Auf ihn bauen alle auf. Moderne Klassiker wie “Faserland” von Christian Kracht oder Panikherz von Benjamin von Stuckrad Barre, sind ohne Fauser nicht vorstellbar. Sie benutzen einfache Sprache und zeigen authentisch-dreckige Bilder, wie es vor Fauser niemand in Deutschland gewagt hat.

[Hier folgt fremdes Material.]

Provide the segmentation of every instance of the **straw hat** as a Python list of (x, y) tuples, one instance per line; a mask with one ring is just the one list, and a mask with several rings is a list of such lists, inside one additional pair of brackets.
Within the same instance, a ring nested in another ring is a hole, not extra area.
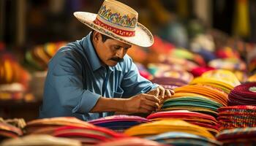
[(138, 12), (115, 0), (105, 0), (97, 14), (75, 12), (74, 15), (91, 28), (129, 45), (149, 47), (152, 34), (138, 23)]

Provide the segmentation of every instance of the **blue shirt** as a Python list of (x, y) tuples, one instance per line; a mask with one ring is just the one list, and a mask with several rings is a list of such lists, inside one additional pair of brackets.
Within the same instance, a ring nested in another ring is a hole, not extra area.
[(129, 98), (157, 85), (141, 77), (128, 55), (115, 66), (100, 63), (91, 33), (61, 47), (48, 64), (39, 118), (72, 116), (84, 120), (111, 115), (91, 113), (100, 96)]

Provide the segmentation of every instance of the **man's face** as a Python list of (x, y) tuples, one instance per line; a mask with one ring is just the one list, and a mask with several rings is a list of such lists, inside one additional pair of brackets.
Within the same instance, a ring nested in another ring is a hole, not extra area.
[[(101, 34), (98, 34), (93, 35), (93, 42), (102, 62), (107, 66), (113, 66), (118, 62), (122, 61), (124, 55), (132, 46), (113, 39), (108, 39), (103, 42)], [(97, 40), (94, 40), (97, 39), (95, 37), (98, 37)]]

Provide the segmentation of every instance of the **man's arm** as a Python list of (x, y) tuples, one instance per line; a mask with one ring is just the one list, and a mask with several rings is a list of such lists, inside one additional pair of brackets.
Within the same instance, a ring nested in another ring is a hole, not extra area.
[(129, 99), (100, 97), (91, 112), (150, 113), (159, 107), (159, 102), (160, 100), (157, 96), (144, 93)]
[[(56, 88), (63, 107), (72, 112), (151, 112), (159, 107), (159, 99), (152, 95), (140, 94), (129, 99), (111, 99), (83, 89), (82, 64), (79, 55), (67, 51), (56, 60), (50, 70), (51, 85)], [(56, 58), (55, 58), (56, 59)]]

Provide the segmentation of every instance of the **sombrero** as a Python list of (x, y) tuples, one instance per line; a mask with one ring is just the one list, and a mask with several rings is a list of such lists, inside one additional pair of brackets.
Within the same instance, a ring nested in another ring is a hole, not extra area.
[(115, 0), (105, 0), (97, 14), (75, 12), (74, 15), (91, 28), (122, 42), (149, 47), (152, 34), (138, 23), (138, 13)]

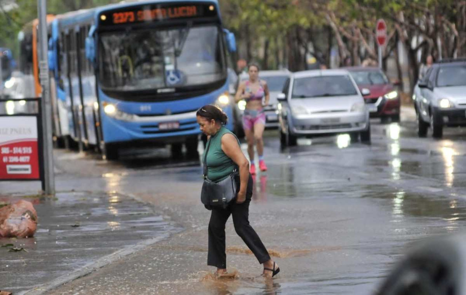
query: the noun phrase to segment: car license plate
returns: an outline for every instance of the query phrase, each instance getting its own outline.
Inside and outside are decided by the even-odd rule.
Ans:
[[[267,121],[277,121],[278,120],[278,116],[276,115],[267,115]]]
[[[369,109],[369,111],[371,113],[376,113],[377,112],[377,106],[375,103],[371,103],[367,105]]]
[[[340,123],[340,118],[327,118],[326,119],[322,119],[321,120],[321,122],[322,123]]]
[[[164,122],[158,124],[159,130],[172,130],[179,128],[179,122]]]

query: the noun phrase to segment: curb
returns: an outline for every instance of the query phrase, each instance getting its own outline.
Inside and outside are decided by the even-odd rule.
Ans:
[[[121,258],[137,252],[147,247],[167,239],[173,234],[177,233],[182,231],[182,230],[183,230],[180,229],[175,231],[174,233],[165,234],[161,237],[146,240],[138,243],[134,246],[127,246],[125,248],[122,249],[114,253],[104,256],[99,259],[95,262],[85,265],[81,269],[69,274],[68,274],[62,276],[39,287],[35,287],[34,289],[18,293],[18,295],[42,295],[43,294],[47,294],[47,292],[56,289],[65,284],[90,274],[99,269],[102,268]]]
[[[133,194],[126,194],[123,192],[120,194],[132,198],[137,202],[147,205],[152,205],[150,202],[145,202]],[[153,210],[153,209],[152,210]],[[87,264],[77,270],[62,275],[38,287],[34,287],[33,289],[20,292],[18,293],[18,295],[43,295],[46,294],[48,292],[56,289],[65,284],[88,275],[122,258],[139,252],[154,244],[168,239],[172,235],[179,233],[185,229],[182,227],[178,227],[178,229],[175,227],[175,230],[171,233],[165,233],[160,237],[153,239],[146,240],[136,245],[126,246],[123,249],[100,258],[94,262]]]

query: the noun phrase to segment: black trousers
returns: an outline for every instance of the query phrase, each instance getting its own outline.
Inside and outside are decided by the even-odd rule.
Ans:
[[[270,256],[257,233],[249,224],[249,203],[253,195],[253,178],[250,175],[246,192],[246,200],[237,204],[235,200],[226,209],[213,209],[209,222],[208,265],[219,268],[226,268],[225,253],[225,224],[230,215],[236,233],[255,255],[260,263],[270,260]]]

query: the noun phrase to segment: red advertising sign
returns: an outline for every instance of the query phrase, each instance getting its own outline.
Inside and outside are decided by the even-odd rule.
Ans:
[[[0,179],[39,179],[37,119],[0,117]]]
[[[384,20],[379,20],[377,21],[376,26],[376,37],[377,39],[377,44],[379,46],[383,46],[387,41],[387,25]]]

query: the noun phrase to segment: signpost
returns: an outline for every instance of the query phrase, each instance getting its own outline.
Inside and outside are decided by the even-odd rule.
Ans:
[[[377,21],[376,26],[376,39],[378,45],[378,63],[379,68],[382,69],[382,49],[387,42],[387,25],[384,20]]]
[[[39,75],[42,86],[42,123],[43,138],[44,192],[46,194],[55,193],[54,175],[53,145],[52,140],[52,105],[50,83],[48,78],[48,59],[47,45],[47,0],[37,0],[39,17]]]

Den Kopf hinhalten für Freiheit – das trifft auf Fausers Charaktere zu. Sie gehen keine Kompromisse ein und lassen sich nicht korrumpieren. Dem eigenen Verderben versuchen sie nicht auszuweichen, sondern öffnen die Arme im stillen Gruß. Sie sind Abbilder Fauser selbst, der das Schreiben ernster nahm, als alle, die über ihn schrieben. In seiner Hingabe zur Literatur und in seiner Authentizität dabei, ist er ein Vorbild. In diesem Sinne schließe ich diesen Text mit den letzten Zeilen Fausers ersten Roman, der Schneemann:

“Was machst du jetzt, Blum?

Ja, was machte er jetzt? Er hatte wieder die Qual der Wahl. Manche Firmen gingen bankrott, und andere machten weiter. Manche Menschen verloren, aber damit hatten die anderen auch nicht gewonnen. Er warf seine Kippe in den Wind und blickte auf die Uhr. 

Ich seh mir die Show in der Roxy-Bar an, sagte Blum”.